If there were enough scrap steel to satisfy world demand, then all blast furnaces would shut down and all steel would be melted in arc furnaces. However, the availability of scrap limits the use of arc furnaces, so seventy percent of the world’s steel demand is provided by new steel made from iron ore.
The closing of Britain’s blast furnaces doesn’t change the amount of new steel that is made in blast furnaces, it simply moves that production offshore, probably to China. There will be no reduction in world CO2 emissions from the closure of Britain’s primary steelmaking industries.
However, there is another process that can make iron from iron ore. It is a process called direct reduction, or DRI. It reproduces the reactions that take place in the upper portion of the blast furnace shaft.
DRI plants use iron ore pellets, typically a slightly higher grade than those used in a blast furnace. The reducing agent can be powdered coal, syngas made from coal, reformed natural gas, or hydrogen, or a mix of those.
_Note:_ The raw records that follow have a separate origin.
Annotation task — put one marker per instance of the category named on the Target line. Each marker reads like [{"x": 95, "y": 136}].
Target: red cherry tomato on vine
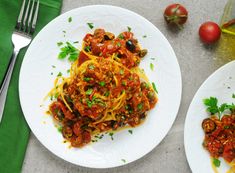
[
  {"x": 176, "y": 14},
  {"x": 209, "y": 32}
]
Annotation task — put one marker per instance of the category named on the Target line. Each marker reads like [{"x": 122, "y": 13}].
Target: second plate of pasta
[{"x": 125, "y": 77}]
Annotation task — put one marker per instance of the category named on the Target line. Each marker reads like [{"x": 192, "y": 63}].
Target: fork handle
[{"x": 6, "y": 81}]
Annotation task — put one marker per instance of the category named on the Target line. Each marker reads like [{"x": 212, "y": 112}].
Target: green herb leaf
[
  {"x": 59, "y": 43},
  {"x": 154, "y": 87},
  {"x": 70, "y": 51},
  {"x": 102, "y": 83},
  {"x": 87, "y": 48},
  {"x": 89, "y": 91},
  {"x": 118, "y": 44},
  {"x": 62, "y": 55},
  {"x": 130, "y": 131},
  {"x": 73, "y": 57},
  {"x": 211, "y": 104},
  {"x": 216, "y": 162},
  {"x": 91, "y": 25},
  {"x": 151, "y": 66},
  {"x": 121, "y": 36}
]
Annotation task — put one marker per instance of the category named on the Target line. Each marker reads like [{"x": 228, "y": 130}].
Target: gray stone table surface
[{"x": 197, "y": 62}]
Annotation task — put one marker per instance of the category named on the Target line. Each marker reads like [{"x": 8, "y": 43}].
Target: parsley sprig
[
  {"x": 69, "y": 51},
  {"x": 214, "y": 109}
]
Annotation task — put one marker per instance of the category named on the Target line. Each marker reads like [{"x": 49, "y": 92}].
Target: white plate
[
  {"x": 220, "y": 84},
  {"x": 36, "y": 80}
]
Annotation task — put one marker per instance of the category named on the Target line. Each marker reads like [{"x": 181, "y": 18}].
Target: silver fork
[{"x": 21, "y": 38}]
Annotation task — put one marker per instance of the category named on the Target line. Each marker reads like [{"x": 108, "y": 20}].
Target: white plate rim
[{"x": 186, "y": 145}]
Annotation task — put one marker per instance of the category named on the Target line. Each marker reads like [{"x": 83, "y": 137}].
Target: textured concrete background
[{"x": 197, "y": 62}]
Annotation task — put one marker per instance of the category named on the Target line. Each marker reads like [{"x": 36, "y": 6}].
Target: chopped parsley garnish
[
  {"x": 60, "y": 129},
  {"x": 89, "y": 103},
  {"x": 59, "y": 43},
  {"x": 102, "y": 83},
  {"x": 124, "y": 83},
  {"x": 121, "y": 71},
  {"x": 89, "y": 91},
  {"x": 123, "y": 160},
  {"x": 69, "y": 51},
  {"x": 216, "y": 162},
  {"x": 111, "y": 135},
  {"x": 91, "y": 25},
  {"x": 87, "y": 79},
  {"x": 87, "y": 48},
  {"x": 91, "y": 67},
  {"x": 151, "y": 66},
  {"x": 130, "y": 131},
  {"x": 154, "y": 87},
  {"x": 140, "y": 106},
  {"x": 106, "y": 94},
  {"x": 99, "y": 137},
  {"x": 59, "y": 74},
  {"x": 118, "y": 44},
  {"x": 56, "y": 95},
  {"x": 121, "y": 36},
  {"x": 214, "y": 109}
]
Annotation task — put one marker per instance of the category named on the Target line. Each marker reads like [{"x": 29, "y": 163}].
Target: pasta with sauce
[{"x": 105, "y": 91}]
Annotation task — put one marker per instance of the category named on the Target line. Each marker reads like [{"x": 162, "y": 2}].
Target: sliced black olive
[
  {"x": 143, "y": 85},
  {"x": 143, "y": 52},
  {"x": 130, "y": 46},
  {"x": 67, "y": 132},
  {"x": 208, "y": 125}
]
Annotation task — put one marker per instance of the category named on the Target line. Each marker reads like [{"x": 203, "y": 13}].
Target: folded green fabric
[{"x": 14, "y": 131}]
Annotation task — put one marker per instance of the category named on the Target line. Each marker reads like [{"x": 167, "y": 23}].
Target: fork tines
[{"x": 28, "y": 16}]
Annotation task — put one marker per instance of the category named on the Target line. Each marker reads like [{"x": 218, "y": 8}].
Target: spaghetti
[{"x": 105, "y": 90}]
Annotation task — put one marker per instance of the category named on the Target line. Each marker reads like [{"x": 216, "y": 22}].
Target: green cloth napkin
[{"x": 14, "y": 131}]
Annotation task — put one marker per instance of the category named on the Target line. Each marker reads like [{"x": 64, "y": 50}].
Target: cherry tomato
[
  {"x": 176, "y": 14},
  {"x": 208, "y": 125},
  {"x": 209, "y": 32}
]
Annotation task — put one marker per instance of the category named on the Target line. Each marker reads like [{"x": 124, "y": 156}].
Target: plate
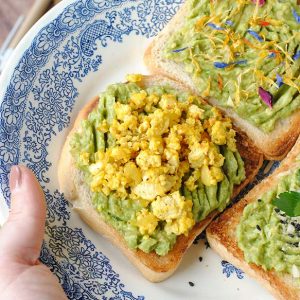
[{"x": 68, "y": 57}]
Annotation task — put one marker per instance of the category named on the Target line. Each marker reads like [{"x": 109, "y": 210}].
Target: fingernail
[{"x": 15, "y": 177}]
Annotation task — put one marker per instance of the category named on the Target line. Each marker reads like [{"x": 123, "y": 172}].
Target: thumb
[{"x": 21, "y": 236}]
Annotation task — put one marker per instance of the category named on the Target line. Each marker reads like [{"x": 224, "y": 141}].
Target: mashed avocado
[
  {"x": 267, "y": 236},
  {"x": 233, "y": 48},
  {"x": 157, "y": 161}
]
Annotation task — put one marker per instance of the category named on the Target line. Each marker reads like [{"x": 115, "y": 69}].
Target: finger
[{"x": 21, "y": 236}]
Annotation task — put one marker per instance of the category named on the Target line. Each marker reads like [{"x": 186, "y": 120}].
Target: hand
[{"x": 22, "y": 276}]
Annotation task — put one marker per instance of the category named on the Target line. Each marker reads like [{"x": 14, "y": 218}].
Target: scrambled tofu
[{"x": 160, "y": 144}]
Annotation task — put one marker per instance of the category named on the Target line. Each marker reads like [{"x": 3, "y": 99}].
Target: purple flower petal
[
  {"x": 179, "y": 50},
  {"x": 296, "y": 55},
  {"x": 266, "y": 97},
  {"x": 260, "y": 2},
  {"x": 279, "y": 80},
  {"x": 222, "y": 65},
  {"x": 272, "y": 55},
  {"x": 255, "y": 35},
  {"x": 230, "y": 23},
  {"x": 296, "y": 16},
  {"x": 214, "y": 26},
  {"x": 240, "y": 62}
]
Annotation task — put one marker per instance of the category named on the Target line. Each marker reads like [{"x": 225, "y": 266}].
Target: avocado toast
[
  {"x": 151, "y": 204},
  {"x": 261, "y": 239},
  {"x": 243, "y": 57}
]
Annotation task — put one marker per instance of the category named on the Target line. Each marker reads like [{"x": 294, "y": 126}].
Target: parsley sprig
[{"x": 289, "y": 203}]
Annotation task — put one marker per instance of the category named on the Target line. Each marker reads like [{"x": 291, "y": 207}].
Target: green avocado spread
[
  {"x": 199, "y": 194},
  {"x": 233, "y": 49},
  {"x": 267, "y": 236}
]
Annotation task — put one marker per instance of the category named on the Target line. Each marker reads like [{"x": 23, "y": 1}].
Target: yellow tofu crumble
[{"x": 160, "y": 145}]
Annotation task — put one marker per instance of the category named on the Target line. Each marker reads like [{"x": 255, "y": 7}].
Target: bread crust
[
  {"x": 154, "y": 267},
  {"x": 274, "y": 145},
  {"x": 221, "y": 234}
]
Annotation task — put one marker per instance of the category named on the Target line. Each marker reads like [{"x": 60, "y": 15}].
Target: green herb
[{"x": 288, "y": 202}]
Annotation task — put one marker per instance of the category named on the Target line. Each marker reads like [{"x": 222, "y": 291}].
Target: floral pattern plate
[{"x": 69, "y": 56}]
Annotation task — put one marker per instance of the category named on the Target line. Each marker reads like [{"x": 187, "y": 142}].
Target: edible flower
[
  {"x": 260, "y": 2},
  {"x": 214, "y": 26},
  {"x": 264, "y": 23},
  {"x": 279, "y": 80},
  {"x": 222, "y": 65},
  {"x": 255, "y": 35},
  {"x": 266, "y": 97},
  {"x": 179, "y": 50},
  {"x": 272, "y": 55},
  {"x": 296, "y": 56},
  {"x": 220, "y": 82},
  {"x": 296, "y": 16},
  {"x": 230, "y": 23}
]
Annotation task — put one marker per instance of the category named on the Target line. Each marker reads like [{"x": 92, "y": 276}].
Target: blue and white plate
[{"x": 69, "y": 56}]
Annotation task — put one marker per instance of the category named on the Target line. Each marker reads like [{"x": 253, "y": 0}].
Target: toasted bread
[
  {"x": 274, "y": 145},
  {"x": 154, "y": 267},
  {"x": 222, "y": 238}
]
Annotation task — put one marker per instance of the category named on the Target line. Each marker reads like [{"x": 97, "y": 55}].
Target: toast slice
[
  {"x": 274, "y": 145},
  {"x": 221, "y": 234},
  {"x": 154, "y": 267}
]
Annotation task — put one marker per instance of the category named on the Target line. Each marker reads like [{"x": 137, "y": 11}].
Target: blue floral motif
[
  {"x": 39, "y": 101},
  {"x": 229, "y": 269}
]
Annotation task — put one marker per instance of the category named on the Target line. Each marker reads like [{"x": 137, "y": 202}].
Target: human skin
[{"x": 22, "y": 275}]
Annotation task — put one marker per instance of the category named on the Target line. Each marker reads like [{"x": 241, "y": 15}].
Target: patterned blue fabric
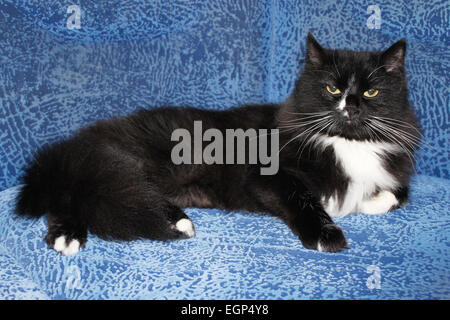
[
  {"x": 238, "y": 255},
  {"x": 130, "y": 54}
]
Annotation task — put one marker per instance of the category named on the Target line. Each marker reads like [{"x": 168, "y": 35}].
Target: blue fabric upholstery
[
  {"x": 239, "y": 255},
  {"x": 214, "y": 54}
]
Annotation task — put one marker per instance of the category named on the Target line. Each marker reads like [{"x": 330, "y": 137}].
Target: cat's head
[{"x": 355, "y": 95}]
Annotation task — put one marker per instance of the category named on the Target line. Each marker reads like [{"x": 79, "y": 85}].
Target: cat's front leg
[
  {"x": 315, "y": 228},
  {"x": 385, "y": 201}
]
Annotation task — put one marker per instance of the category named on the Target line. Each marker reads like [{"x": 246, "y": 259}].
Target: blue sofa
[{"x": 63, "y": 67}]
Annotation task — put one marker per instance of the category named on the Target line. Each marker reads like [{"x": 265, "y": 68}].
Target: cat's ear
[
  {"x": 314, "y": 52},
  {"x": 394, "y": 57}
]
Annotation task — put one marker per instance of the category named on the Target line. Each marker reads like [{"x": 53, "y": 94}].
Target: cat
[{"x": 347, "y": 136}]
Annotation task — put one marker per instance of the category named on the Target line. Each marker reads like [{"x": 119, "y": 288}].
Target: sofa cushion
[{"x": 400, "y": 255}]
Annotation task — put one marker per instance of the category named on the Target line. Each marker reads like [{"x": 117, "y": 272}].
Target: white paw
[
  {"x": 185, "y": 226},
  {"x": 379, "y": 204},
  {"x": 65, "y": 248}
]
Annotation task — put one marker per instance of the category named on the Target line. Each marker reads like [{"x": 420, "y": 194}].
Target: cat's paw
[
  {"x": 64, "y": 244},
  {"x": 381, "y": 203},
  {"x": 186, "y": 227},
  {"x": 331, "y": 239}
]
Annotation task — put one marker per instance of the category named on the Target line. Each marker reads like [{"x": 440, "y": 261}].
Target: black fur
[{"x": 116, "y": 178}]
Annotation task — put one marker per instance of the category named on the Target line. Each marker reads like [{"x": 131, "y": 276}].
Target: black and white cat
[{"x": 347, "y": 133}]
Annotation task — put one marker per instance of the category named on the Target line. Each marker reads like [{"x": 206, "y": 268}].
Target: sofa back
[{"x": 66, "y": 64}]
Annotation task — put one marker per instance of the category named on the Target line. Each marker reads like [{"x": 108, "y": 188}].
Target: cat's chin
[{"x": 350, "y": 131}]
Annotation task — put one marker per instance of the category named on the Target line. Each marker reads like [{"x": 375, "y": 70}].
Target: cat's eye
[
  {"x": 371, "y": 93},
  {"x": 333, "y": 90}
]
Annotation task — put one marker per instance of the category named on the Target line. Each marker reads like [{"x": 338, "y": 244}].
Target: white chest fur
[{"x": 363, "y": 164}]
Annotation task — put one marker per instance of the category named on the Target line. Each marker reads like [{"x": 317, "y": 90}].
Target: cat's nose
[{"x": 352, "y": 109}]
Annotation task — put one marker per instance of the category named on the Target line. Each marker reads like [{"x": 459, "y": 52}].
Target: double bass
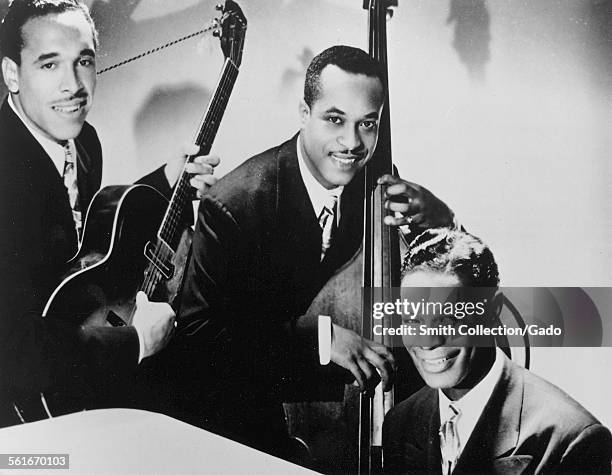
[{"x": 346, "y": 436}]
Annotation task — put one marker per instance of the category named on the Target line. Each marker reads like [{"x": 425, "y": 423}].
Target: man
[
  {"x": 268, "y": 237},
  {"x": 480, "y": 412},
  {"x": 51, "y": 166}
]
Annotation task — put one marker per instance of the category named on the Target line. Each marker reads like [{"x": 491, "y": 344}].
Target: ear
[
  {"x": 10, "y": 71},
  {"x": 495, "y": 306},
  {"x": 304, "y": 111}
]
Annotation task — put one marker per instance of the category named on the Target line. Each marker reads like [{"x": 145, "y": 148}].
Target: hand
[
  {"x": 417, "y": 205},
  {"x": 202, "y": 169},
  {"x": 369, "y": 362},
  {"x": 154, "y": 322}
]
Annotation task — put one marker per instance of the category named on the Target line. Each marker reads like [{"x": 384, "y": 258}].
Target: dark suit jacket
[
  {"x": 255, "y": 269},
  {"x": 528, "y": 426},
  {"x": 37, "y": 237}
]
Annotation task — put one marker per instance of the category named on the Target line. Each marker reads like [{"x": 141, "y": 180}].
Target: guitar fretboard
[{"x": 174, "y": 220}]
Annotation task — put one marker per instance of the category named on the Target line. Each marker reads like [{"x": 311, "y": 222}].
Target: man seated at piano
[
  {"x": 479, "y": 411},
  {"x": 51, "y": 164}
]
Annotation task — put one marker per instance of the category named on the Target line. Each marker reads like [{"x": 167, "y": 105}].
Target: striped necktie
[
  {"x": 449, "y": 442},
  {"x": 327, "y": 220},
  {"x": 70, "y": 182}
]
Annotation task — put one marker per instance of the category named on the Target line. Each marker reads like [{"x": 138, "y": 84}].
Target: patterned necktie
[
  {"x": 327, "y": 220},
  {"x": 449, "y": 442},
  {"x": 70, "y": 182}
]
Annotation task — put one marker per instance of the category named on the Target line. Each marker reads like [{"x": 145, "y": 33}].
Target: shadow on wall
[
  {"x": 472, "y": 35},
  {"x": 157, "y": 132},
  {"x": 3, "y": 10},
  {"x": 114, "y": 22},
  {"x": 601, "y": 21},
  {"x": 293, "y": 75}
]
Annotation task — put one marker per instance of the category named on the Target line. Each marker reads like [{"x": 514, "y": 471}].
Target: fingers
[
  {"x": 384, "y": 362},
  {"x": 141, "y": 298},
  {"x": 201, "y": 182},
  {"x": 418, "y": 219}
]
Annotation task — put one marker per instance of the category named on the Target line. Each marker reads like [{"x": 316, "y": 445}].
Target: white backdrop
[{"x": 502, "y": 108}]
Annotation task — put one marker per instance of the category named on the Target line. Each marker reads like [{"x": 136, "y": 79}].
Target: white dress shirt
[
  {"x": 54, "y": 150},
  {"x": 472, "y": 404},
  {"x": 319, "y": 195}
]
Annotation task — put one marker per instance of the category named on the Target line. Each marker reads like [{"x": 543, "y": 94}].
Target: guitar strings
[{"x": 161, "y": 253}]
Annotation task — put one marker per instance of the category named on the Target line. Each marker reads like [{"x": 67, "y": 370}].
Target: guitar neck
[{"x": 173, "y": 222}]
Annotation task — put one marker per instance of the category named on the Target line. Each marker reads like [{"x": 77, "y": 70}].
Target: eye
[
  {"x": 369, "y": 124},
  {"x": 87, "y": 62}
]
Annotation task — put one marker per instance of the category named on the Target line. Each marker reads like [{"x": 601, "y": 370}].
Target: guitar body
[{"x": 111, "y": 264}]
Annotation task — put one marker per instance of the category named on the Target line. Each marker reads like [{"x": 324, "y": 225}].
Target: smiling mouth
[
  {"x": 437, "y": 365},
  {"x": 345, "y": 160},
  {"x": 69, "y": 108}
]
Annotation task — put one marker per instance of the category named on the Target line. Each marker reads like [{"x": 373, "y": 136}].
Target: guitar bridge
[{"x": 166, "y": 269}]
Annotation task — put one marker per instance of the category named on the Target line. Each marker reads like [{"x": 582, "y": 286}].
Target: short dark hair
[
  {"x": 453, "y": 252},
  {"x": 347, "y": 58},
  {"x": 20, "y": 11}
]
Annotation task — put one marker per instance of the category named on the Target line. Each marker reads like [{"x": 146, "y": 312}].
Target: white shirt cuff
[
  {"x": 325, "y": 326},
  {"x": 140, "y": 346}
]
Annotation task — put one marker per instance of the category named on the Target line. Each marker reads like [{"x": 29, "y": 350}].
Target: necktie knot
[
  {"x": 450, "y": 444},
  {"x": 70, "y": 182},
  {"x": 327, "y": 221}
]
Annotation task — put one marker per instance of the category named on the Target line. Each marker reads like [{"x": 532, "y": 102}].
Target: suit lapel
[
  {"x": 434, "y": 456},
  {"x": 496, "y": 432},
  {"x": 296, "y": 214}
]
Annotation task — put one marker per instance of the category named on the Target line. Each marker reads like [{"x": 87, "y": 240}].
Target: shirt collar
[
  {"x": 55, "y": 150},
  {"x": 317, "y": 193},
  {"x": 472, "y": 404}
]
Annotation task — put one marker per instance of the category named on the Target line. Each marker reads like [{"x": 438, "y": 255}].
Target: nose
[
  {"x": 71, "y": 81},
  {"x": 350, "y": 139}
]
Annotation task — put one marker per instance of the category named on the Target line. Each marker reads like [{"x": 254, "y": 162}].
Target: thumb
[{"x": 141, "y": 298}]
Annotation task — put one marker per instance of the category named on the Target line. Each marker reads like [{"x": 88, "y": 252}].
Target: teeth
[
  {"x": 439, "y": 361},
  {"x": 67, "y": 109},
  {"x": 344, "y": 161}
]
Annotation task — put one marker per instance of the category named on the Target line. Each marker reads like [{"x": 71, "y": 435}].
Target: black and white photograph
[{"x": 289, "y": 236}]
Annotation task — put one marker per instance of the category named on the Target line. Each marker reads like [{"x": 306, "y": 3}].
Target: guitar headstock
[
  {"x": 385, "y": 5},
  {"x": 231, "y": 30}
]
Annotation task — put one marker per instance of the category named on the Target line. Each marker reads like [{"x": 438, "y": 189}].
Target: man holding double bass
[
  {"x": 51, "y": 164},
  {"x": 268, "y": 237}
]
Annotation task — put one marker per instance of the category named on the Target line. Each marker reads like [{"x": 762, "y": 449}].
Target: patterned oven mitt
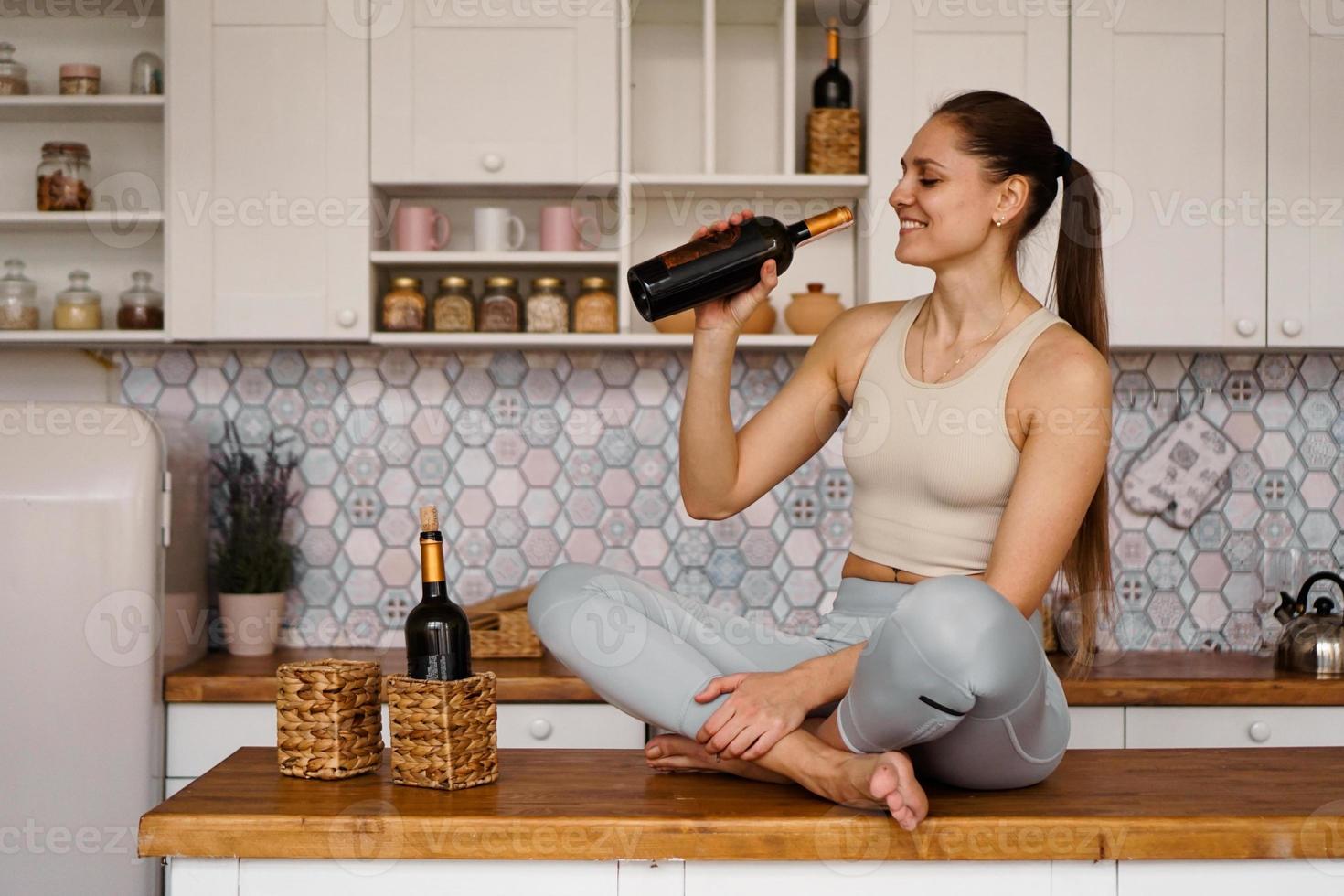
[{"x": 1183, "y": 470}]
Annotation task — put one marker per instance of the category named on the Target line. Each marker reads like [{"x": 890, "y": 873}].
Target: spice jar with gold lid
[
  {"x": 140, "y": 306},
  {"x": 548, "y": 306},
  {"x": 63, "y": 177},
  {"x": 594, "y": 309},
  {"x": 403, "y": 305},
  {"x": 454, "y": 306},
  {"x": 502, "y": 308},
  {"x": 17, "y": 298},
  {"x": 77, "y": 305}
]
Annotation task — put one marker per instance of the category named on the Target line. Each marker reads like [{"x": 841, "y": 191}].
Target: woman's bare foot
[
  {"x": 882, "y": 781},
  {"x": 675, "y": 752}
]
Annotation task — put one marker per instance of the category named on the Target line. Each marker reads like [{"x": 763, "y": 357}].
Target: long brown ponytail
[{"x": 1011, "y": 137}]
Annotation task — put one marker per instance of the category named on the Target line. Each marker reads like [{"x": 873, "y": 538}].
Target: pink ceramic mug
[
  {"x": 562, "y": 229},
  {"x": 420, "y": 229}
]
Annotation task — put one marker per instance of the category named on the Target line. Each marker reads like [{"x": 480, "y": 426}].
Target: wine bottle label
[{"x": 700, "y": 248}]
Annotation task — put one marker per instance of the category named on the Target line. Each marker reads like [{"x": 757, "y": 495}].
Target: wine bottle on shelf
[
  {"x": 832, "y": 88},
  {"x": 723, "y": 262},
  {"x": 438, "y": 637}
]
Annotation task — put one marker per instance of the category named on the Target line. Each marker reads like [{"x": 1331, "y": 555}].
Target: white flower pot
[{"x": 251, "y": 623}]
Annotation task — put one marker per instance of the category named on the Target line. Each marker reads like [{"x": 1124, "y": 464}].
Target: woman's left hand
[{"x": 763, "y": 709}]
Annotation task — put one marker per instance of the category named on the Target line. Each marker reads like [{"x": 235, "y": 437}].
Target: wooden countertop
[
  {"x": 1128, "y": 678},
  {"x": 606, "y": 804}
]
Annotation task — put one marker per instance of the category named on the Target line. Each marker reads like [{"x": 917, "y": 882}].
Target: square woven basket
[
  {"x": 443, "y": 732},
  {"x": 328, "y": 719},
  {"x": 835, "y": 142},
  {"x": 504, "y": 635}
]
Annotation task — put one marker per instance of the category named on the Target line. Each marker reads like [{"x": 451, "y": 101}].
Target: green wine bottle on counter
[
  {"x": 723, "y": 262},
  {"x": 438, "y": 637}
]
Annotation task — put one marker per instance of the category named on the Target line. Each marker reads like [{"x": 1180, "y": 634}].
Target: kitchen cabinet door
[
  {"x": 1306, "y": 175},
  {"x": 920, "y": 55},
  {"x": 269, "y": 220},
  {"x": 1168, "y": 105},
  {"x": 495, "y": 91}
]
A technical paper, published in the Journal of The Royal Society of Chemistry last year, presents a detailed analysis of the emissions and costs associated with DRI steelmaking using both natural gas and “green” hydrogen.
The results for natural gas DRI are presented graphically below:
The estimated cost of $582.18 per tonne is close to the current price of steel billets in Europe, the process could be competitive if it had a guaranteed supply of reasonably priced and readily available natural gas.
The estimated emissions of 1.32 Kg CO2/kg of steel compare favourably with emissions of 1.99 to 2.23 Kg CO2/Kg for the blast furnace option. Although a long way from approaching Net Zero, the natural gas option does provide a 34 to 41% real reduction in emissions versus zero reduction for the option of moving the primary steel production overseas.
Using “green” hydrogen instead of natural gas would reduce emissions by an estimated 76% (most of the remaining emissions would be off-site in the mining and making of iron ore pellets), but it needs a price of $1.63/Kg of hydrogen to break even with the natural gas option. Anyone who has read my previous article will know that “green” hydrogen does not exist and is unlikely to ever exist at prices that can support its use in steelmaking.
However, DRI is probably the only viable option for reducing primary steelmaking emissions. A pragmatic approach would use natural gas and add hydrogen to the mix if it ever became available at the right price.
If only Britain had politicians who were not religiously bound to the unachievable and unnecessary concept of “Net Zero” emissions.
If only they would take a realistic approach to emission reduction, doing what is sensible and practical for world carbon emissions rather than throwing taxpayer money away to simply move their own emissions overseas.
If only Britain had a reliable supply of reasonably priced natural gas, like Norway has in the North Sea, a reliable supply that would give industry the confidence to move forward with capital projects without the fear of future exposure to world gas prices.
Maybe then, Britain could have a steel industry, well-paying jobs and a robust economy.
As a footnote: German steelmaker ThyssenKrupp has been planning a DRI plant but is now considering cancelling the project and returning a 500 million Euro subsidy. Among the factors in that decision, no doubt, are the realization that cheap “green” hydrogen will not happen and that relying on future European natural gas prices is risky.
Give the UK is hellbent on deindustrialisation there will be plenty of scrap to feed the electric arc furnaces if there ever built
Even though there are new innovations in recycling technologies, better scrap collection systems and alloy sorting systems are rapidly improving, the rate of advance is still not enough. The point you've raised, along with the issue of "energy density," will be a significant concern in the years ahead. Excellent post—thank you!